Seventy-five years ago, on January 28,1948, a DC3 twin-engine plane chartered by U.S. immigration authorities was flying 28 bracero farm workers from Oakland for deportation to Mexico. It crashed in a fireball in Los Gatos Canyon in western Fresno County near the small town of Coalinga. All the workers plus the crew and a security guard perished. When famed songwriter Woody Guthrie reportedly heard about the tragedy on the radio, the announcer said, “they were just deportees.” Cesar Chavez, then serving with the U.S. Navy in the western Pacific, remembered hearing about the crash.
With their names unknown, the farm workers were laid to rest by the Fresno Latino community in the local Catholic cemetery without grave markers carrying their names. Through efforts by writer Tim Hernandez, the names of the victims were finally uncovered. The Catholic Diocese of Fresno raised $14,000 for a memorial and in 2013, the workers names were unveiled in stone during a ceremony attended by United Farm Workers President Arturo S. Rodriguez.

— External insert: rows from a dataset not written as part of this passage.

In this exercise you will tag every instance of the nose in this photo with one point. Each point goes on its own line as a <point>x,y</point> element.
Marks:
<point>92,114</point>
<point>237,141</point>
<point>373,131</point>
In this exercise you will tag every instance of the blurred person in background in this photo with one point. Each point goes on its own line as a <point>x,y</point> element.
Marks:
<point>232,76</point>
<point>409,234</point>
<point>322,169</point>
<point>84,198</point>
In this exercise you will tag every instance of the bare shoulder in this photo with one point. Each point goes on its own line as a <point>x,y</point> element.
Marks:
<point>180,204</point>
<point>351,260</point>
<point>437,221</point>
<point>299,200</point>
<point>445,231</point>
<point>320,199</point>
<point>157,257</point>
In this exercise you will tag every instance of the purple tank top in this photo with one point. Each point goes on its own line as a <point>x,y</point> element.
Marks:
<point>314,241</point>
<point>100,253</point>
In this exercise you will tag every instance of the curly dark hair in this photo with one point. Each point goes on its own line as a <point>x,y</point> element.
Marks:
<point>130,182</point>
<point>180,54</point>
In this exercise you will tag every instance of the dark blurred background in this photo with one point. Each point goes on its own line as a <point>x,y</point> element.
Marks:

Woody Guthrie wrote a beautiful song, “Deportees” or “Plane Wreck at Los Gatos.” It has been performed by many artists, including Joan Baez. Two stanzas read:
The sky plane caught fire over Los Gatos Canyon,
A fireball of lightning, and shook all our hills,
Who are all these friends, all scattered like dry leaves?
The radio says, “They are just deportees”
Is this the best way we can grow our big orchards?
Is this the best way we can grow our good fruit?
To fall like dry leaves to rot on my topsoil
And be called by no name except “deportees”?